1. Provide a Great Benefit Package
Compared to other professions, most nannies don’t make that much money. For that reason, nannies highly value their employment benefits or perks, as they’re sometimes called. Benefits add to the total cost of nanny care, but they’ll greatly reduce the chance your nanny will leave for another job. They’ll also increase your nanny’s job satisfaction.
In creating a benefit package, consider including paid time off for sick leave, vacation, and holidays. Also consider contributing towards your nanny’s health insurance and commuting costs. Be sure to get the input of your nanny, as she may prefer one employment benefit more than another.
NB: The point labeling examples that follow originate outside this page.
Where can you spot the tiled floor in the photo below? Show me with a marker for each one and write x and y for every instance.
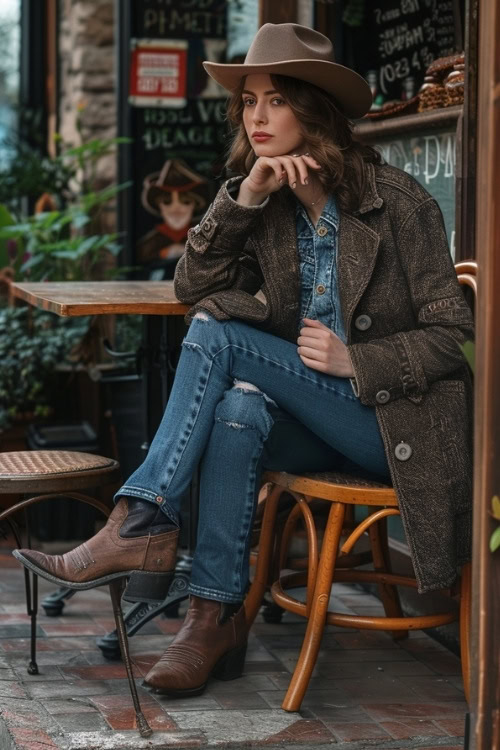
(366, 690)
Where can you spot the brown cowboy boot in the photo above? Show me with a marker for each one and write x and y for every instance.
(211, 642)
(137, 541)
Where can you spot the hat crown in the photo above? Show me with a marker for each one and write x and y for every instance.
(275, 42)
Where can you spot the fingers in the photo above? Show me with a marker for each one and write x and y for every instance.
(314, 364)
(310, 322)
(288, 166)
(311, 352)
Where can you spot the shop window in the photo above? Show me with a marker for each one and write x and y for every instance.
(9, 77)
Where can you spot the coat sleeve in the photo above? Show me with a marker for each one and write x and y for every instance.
(218, 254)
(405, 363)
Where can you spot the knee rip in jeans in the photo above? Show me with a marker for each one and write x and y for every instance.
(242, 387)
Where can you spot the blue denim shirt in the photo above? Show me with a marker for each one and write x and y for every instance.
(317, 247)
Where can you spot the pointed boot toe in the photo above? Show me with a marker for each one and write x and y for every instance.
(148, 560)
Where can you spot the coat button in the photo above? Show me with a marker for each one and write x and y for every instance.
(403, 451)
(363, 322)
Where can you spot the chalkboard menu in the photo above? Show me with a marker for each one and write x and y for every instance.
(400, 38)
(430, 158)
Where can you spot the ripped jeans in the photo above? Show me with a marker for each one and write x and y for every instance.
(242, 401)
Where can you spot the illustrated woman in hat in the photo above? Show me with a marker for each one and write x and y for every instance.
(177, 195)
(326, 325)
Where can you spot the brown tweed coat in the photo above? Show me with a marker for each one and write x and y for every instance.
(394, 270)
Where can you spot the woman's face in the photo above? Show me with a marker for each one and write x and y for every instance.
(270, 124)
(177, 213)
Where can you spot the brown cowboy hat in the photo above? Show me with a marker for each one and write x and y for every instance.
(300, 52)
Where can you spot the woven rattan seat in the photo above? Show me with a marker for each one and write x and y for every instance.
(336, 485)
(51, 471)
(347, 480)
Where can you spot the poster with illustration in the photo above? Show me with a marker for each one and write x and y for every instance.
(178, 197)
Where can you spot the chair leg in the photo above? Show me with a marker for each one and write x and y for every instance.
(465, 612)
(381, 562)
(115, 589)
(31, 590)
(265, 559)
(31, 587)
(319, 608)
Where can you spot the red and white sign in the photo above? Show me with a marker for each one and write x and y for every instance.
(158, 70)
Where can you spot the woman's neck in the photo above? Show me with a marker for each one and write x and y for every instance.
(313, 197)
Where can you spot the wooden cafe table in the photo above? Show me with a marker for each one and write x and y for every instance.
(163, 330)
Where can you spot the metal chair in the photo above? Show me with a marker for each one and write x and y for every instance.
(34, 476)
(344, 492)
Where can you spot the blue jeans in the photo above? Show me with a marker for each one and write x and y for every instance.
(243, 401)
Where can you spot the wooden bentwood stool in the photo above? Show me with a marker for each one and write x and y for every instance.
(36, 476)
(344, 492)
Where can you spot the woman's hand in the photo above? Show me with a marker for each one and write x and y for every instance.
(321, 349)
(270, 173)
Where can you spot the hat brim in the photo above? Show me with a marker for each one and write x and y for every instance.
(350, 90)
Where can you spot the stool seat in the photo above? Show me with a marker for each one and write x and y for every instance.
(53, 471)
(337, 486)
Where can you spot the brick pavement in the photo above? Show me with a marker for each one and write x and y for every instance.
(366, 691)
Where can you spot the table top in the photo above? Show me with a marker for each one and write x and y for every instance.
(72, 298)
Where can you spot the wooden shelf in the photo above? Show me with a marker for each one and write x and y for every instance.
(368, 130)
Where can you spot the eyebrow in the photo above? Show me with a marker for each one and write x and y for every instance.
(266, 93)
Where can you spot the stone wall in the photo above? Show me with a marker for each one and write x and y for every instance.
(86, 74)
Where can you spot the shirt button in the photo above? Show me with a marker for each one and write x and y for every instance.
(403, 451)
(363, 322)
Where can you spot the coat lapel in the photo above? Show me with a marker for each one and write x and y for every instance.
(357, 252)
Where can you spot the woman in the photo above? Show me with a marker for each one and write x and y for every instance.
(326, 330)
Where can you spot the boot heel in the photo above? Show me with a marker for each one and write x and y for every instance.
(148, 587)
(230, 665)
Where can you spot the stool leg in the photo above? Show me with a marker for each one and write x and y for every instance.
(381, 562)
(465, 611)
(319, 609)
(115, 589)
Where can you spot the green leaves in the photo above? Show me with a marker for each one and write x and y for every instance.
(495, 537)
(32, 344)
(469, 351)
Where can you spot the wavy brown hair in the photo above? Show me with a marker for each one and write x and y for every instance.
(328, 135)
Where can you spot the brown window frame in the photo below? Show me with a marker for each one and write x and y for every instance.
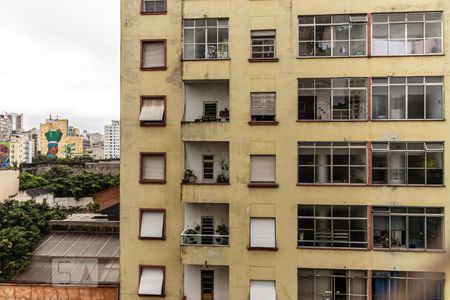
(163, 291)
(141, 175)
(163, 12)
(144, 210)
(163, 68)
(151, 97)
(250, 235)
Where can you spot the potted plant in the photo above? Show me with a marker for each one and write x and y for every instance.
(189, 177)
(223, 230)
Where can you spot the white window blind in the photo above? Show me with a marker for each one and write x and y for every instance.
(262, 290)
(152, 224)
(262, 233)
(153, 55)
(263, 104)
(151, 282)
(262, 168)
(152, 110)
(153, 167)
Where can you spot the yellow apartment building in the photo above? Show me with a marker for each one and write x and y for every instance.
(276, 149)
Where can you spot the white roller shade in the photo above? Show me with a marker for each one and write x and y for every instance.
(262, 290)
(262, 168)
(152, 224)
(151, 282)
(153, 55)
(263, 104)
(263, 33)
(152, 110)
(153, 167)
(262, 233)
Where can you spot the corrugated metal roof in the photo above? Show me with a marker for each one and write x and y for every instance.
(103, 248)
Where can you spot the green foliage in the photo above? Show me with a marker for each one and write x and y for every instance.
(22, 224)
(62, 181)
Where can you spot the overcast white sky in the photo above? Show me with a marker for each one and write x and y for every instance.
(61, 58)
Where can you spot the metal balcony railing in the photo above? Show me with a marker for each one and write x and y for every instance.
(188, 239)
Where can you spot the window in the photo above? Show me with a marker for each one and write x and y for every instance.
(210, 110)
(407, 98)
(408, 227)
(153, 168)
(392, 285)
(152, 224)
(263, 44)
(153, 6)
(208, 167)
(332, 226)
(332, 99)
(262, 289)
(263, 106)
(262, 233)
(152, 111)
(151, 281)
(407, 163)
(153, 55)
(339, 35)
(332, 284)
(331, 162)
(407, 34)
(262, 168)
(205, 39)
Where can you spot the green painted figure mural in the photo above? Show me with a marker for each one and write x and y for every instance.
(53, 138)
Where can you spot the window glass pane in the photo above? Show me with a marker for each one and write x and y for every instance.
(416, 101)
(416, 232)
(434, 233)
(398, 99)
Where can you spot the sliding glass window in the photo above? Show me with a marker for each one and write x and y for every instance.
(325, 99)
(408, 163)
(412, 98)
(332, 226)
(332, 162)
(339, 35)
(407, 33)
(408, 227)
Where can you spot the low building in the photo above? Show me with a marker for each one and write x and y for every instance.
(83, 265)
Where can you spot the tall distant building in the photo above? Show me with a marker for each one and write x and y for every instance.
(289, 150)
(67, 138)
(16, 122)
(112, 140)
(5, 128)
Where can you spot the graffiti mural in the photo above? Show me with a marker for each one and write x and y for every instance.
(53, 138)
(5, 149)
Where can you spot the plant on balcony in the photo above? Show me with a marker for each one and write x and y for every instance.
(223, 230)
(190, 233)
(222, 176)
(189, 177)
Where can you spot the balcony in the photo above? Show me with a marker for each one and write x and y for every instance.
(206, 163)
(205, 225)
(206, 282)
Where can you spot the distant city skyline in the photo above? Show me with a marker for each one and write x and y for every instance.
(61, 58)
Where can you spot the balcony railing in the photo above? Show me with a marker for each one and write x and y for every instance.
(188, 239)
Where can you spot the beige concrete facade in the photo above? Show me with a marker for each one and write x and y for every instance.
(244, 140)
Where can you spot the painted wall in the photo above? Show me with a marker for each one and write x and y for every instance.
(9, 183)
(194, 157)
(192, 282)
(245, 140)
(197, 93)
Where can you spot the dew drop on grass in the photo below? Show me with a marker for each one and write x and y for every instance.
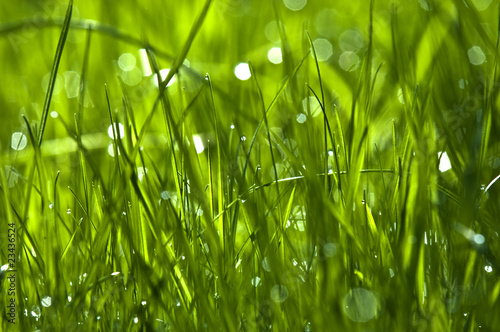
(46, 301)
(127, 62)
(349, 61)
(481, 4)
(360, 305)
(58, 85)
(279, 293)
(301, 118)
(272, 32)
(425, 5)
(311, 106)
(242, 71)
(274, 55)
(163, 75)
(330, 249)
(479, 239)
(476, 55)
(295, 5)
(255, 281)
(118, 130)
(323, 48)
(18, 141)
(351, 41)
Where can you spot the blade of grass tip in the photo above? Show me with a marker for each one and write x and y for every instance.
(55, 67)
(83, 80)
(115, 129)
(261, 98)
(179, 60)
(220, 191)
(332, 141)
(322, 104)
(342, 138)
(271, 105)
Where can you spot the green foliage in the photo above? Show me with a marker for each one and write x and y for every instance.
(348, 182)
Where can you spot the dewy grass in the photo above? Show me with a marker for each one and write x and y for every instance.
(351, 186)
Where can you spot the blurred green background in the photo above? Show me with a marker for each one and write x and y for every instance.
(410, 94)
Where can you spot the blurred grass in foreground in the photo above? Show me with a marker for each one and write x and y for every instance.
(335, 168)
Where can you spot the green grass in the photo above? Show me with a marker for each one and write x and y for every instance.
(319, 200)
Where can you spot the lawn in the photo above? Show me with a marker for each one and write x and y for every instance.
(237, 165)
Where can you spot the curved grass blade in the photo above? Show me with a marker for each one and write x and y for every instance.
(55, 67)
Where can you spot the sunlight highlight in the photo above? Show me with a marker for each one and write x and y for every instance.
(242, 71)
(274, 55)
(295, 5)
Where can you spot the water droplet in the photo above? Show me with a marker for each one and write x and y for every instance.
(265, 264)
(329, 249)
(18, 141)
(301, 118)
(274, 55)
(256, 281)
(360, 305)
(242, 71)
(349, 61)
(476, 55)
(46, 301)
(323, 48)
(279, 293)
(311, 106)
(119, 130)
(479, 239)
(295, 5)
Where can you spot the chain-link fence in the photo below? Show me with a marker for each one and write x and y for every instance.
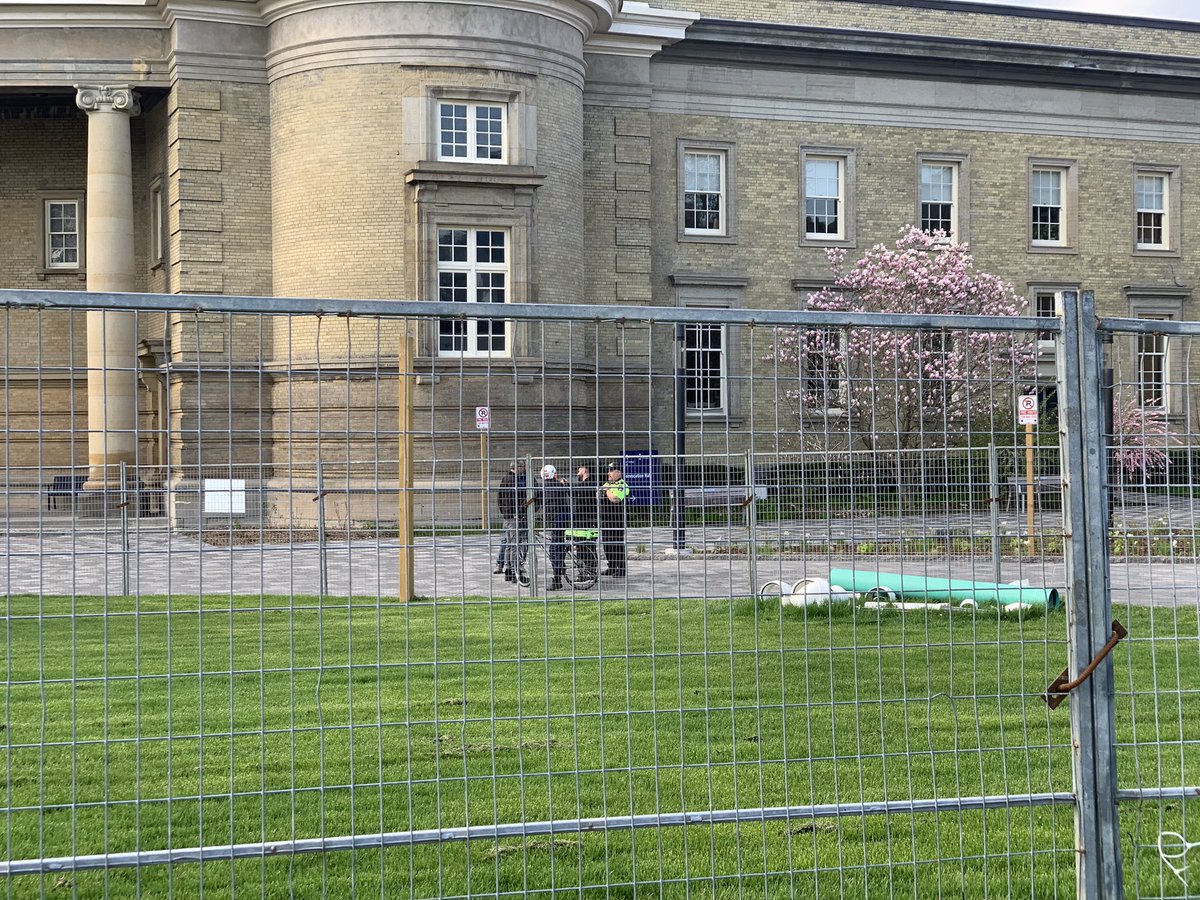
(294, 607)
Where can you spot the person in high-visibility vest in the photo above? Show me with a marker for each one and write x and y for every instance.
(612, 520)
(585, 528)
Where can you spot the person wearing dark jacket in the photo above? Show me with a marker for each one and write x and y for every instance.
(585, 520)
(612, 497)
(556, 504)
(511, 502)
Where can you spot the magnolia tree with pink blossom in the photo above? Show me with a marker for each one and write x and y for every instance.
(1140, 441)
(905, 389)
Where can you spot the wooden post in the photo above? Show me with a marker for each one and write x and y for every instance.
(405, 475)
(1029, 484)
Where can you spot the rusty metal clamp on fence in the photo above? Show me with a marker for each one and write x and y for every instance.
(1062, 685)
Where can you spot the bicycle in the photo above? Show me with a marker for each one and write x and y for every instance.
(581, 564)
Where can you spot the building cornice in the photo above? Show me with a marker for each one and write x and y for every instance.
(1026, 12)
(640, 30)
(858, 52)
(588, 17)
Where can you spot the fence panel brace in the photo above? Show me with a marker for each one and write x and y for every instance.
(1090, 601)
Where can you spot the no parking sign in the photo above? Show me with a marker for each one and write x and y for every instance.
(1027, 409)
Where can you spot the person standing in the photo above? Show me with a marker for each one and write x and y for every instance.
(612, 520)
(585, 520)
(556, 504)
(516, 522)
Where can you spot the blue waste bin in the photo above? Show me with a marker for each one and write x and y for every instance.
(643, 474)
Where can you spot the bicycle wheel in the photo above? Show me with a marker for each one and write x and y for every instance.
(579, 569)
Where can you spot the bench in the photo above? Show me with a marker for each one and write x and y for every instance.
(724, 496)
(64, 487)
(1043, 486)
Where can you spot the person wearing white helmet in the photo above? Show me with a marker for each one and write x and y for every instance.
(514, 546)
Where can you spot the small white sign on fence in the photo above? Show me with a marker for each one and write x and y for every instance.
(225, 496)
(1027, 409)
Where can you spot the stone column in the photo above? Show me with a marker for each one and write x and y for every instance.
(112, 336)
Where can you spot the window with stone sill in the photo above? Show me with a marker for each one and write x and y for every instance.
(939, 191)
(156, 221)
(703, 193)
(706, 191)
(1151, 210)
(825, 198)
(1047, 207)
(1152, 366)
(63, 234)
(473, 268)
(471, 131)
(706, 369)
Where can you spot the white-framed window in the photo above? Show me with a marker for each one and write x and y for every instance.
(706, 367)
(703, 192)
(1047, 305)
(939, 197)
(63, 235)
(823, 382)
(471, 131)
(1152, 192)
(1048, 190)
(825, 198)
(156, 220)
(473, 268)
(706, 191)
(1152, 366)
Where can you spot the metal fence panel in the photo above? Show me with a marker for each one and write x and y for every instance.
(213, 684)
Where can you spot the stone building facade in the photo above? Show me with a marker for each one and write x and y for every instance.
(681, 154)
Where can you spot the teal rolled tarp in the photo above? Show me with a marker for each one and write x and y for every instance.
(942, 589)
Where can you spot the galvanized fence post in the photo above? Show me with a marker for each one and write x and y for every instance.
(125, 532)
(1090, 604)
(322, 557)
(751, 523)
(994, 498)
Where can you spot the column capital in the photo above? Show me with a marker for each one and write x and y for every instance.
(107, 97)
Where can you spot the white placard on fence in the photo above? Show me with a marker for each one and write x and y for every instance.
(225, 496)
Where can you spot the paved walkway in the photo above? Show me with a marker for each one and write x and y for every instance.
(90, 561)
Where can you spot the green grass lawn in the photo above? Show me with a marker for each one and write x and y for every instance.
(143, 724)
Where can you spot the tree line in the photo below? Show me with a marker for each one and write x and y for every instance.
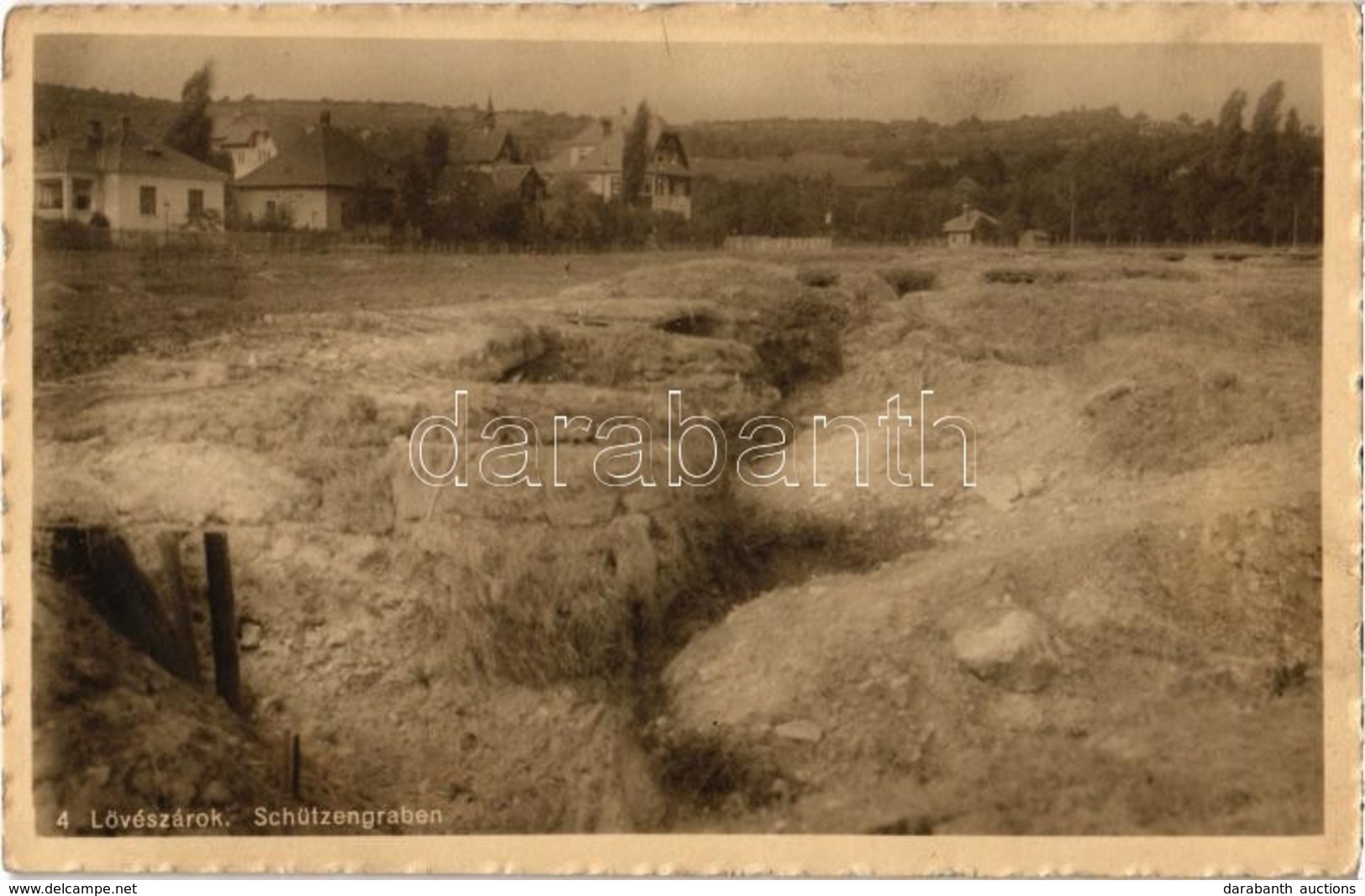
(1225, 181)
(1125, 181)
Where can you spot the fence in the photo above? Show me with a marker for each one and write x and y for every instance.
(779, 243)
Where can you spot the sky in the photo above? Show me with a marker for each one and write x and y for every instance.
(691, 82)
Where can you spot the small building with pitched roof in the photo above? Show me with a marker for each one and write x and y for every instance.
(971, 228)
(133, 181)
(596, 155)
(246, 139)
(317, 183)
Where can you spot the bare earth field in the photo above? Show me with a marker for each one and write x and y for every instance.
(1116, 631)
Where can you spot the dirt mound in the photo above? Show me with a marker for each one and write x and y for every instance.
(869, 714)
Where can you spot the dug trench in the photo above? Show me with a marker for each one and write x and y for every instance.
(1070, 647)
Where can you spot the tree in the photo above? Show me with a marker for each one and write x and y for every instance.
(635, 155)
(436, 150)
(192, 133)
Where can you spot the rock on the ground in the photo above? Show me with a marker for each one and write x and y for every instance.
(801, 730)
(1015, 652)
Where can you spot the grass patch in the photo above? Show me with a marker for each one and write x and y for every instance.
(1016, 275)
(705, 771)
(906, 280)
(803, 343)
(819, 279)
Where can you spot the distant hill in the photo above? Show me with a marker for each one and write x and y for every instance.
(389, 127)
(855, 153)
(845, 170)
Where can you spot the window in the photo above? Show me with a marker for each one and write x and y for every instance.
(82, 194)
(50, 194)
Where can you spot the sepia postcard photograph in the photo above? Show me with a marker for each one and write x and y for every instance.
(886, 441)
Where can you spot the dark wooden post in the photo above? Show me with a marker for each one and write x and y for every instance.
(224, 618)
(295, 767)
(189, 651)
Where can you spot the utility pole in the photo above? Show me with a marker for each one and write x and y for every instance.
(1074, 212)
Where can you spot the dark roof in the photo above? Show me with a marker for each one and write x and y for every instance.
(239, 130)
(604, 146)
(323, 157)
(122, 152)
(968, 221)
(484, 146)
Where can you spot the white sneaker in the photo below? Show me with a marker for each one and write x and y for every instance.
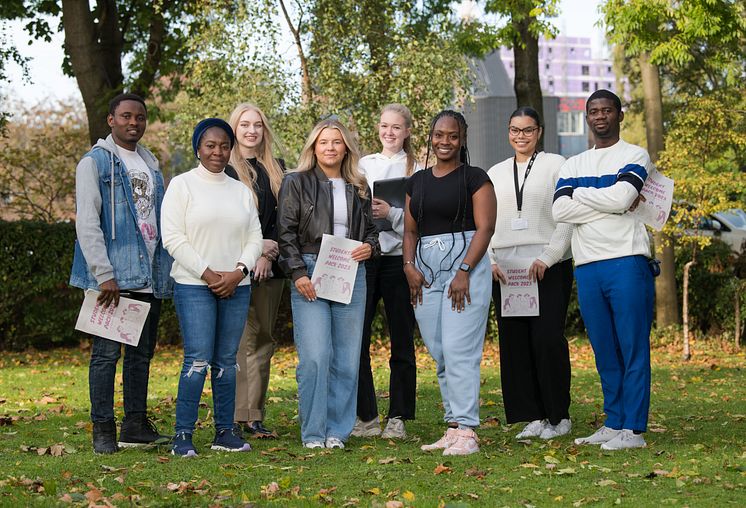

2. Pay On Time, Every Time
Legally, you are required to pay your nanny on a set schedule, such as every week or every two weeks. Paying your nanny on a set schedule is also the right thing to do. Nannies, as with most employees, depend on their paycheck. Don’t put your nanny in a bind by paying her late.
3. Give Raises
Most employees get raises, and your nanny should, too. Your nanny should receive a raise every time she takes on additional duties, such as caring for another child. Your nanny should also receive an annual cost-of-living raise, typically two or three percent.
4. Give a Helpful Feedback
On an average day, parents return home from work and spend only a few minutes discussing things with their nanny before she leaves for home. That daily routine can happen week after week, without the nanny receiving any meaningful feedback about her job performance.
You should therefore take a few extra minutes every week to give your nanny helpful feedback about her job performance. In addition, set aside an hour each year for an annual review. During the review, give her constructive criticism and remember to thank her for the hard work.
5. Say Thank You
A nanny is tasked with an incredibly important job–ensuring the safety and well-being of your children. Thank her for all her work. You should thank her for small things, such as cleaning after the children’s meals and taking the children to the park. You should also thank her for big things, such as contributing toward the children’s happiness.
6. Respect Her Privacy
A nanny has a life of her own. You can ask her about her day, but you shouldn’t pry into personal details unless the nanny raises them or unless you think her personal life might be hurting her work performance.
7. Have a Fair Nanny Employment Agreement
During the hiring process, ask nanny interview question about what would be in a prospective nanny’s ideal employment agreement. Then, in finalizing employment, work with your nanny to put a fair employment contract in place. It will show that you view your nanny as a professional, and she will be thankful for it.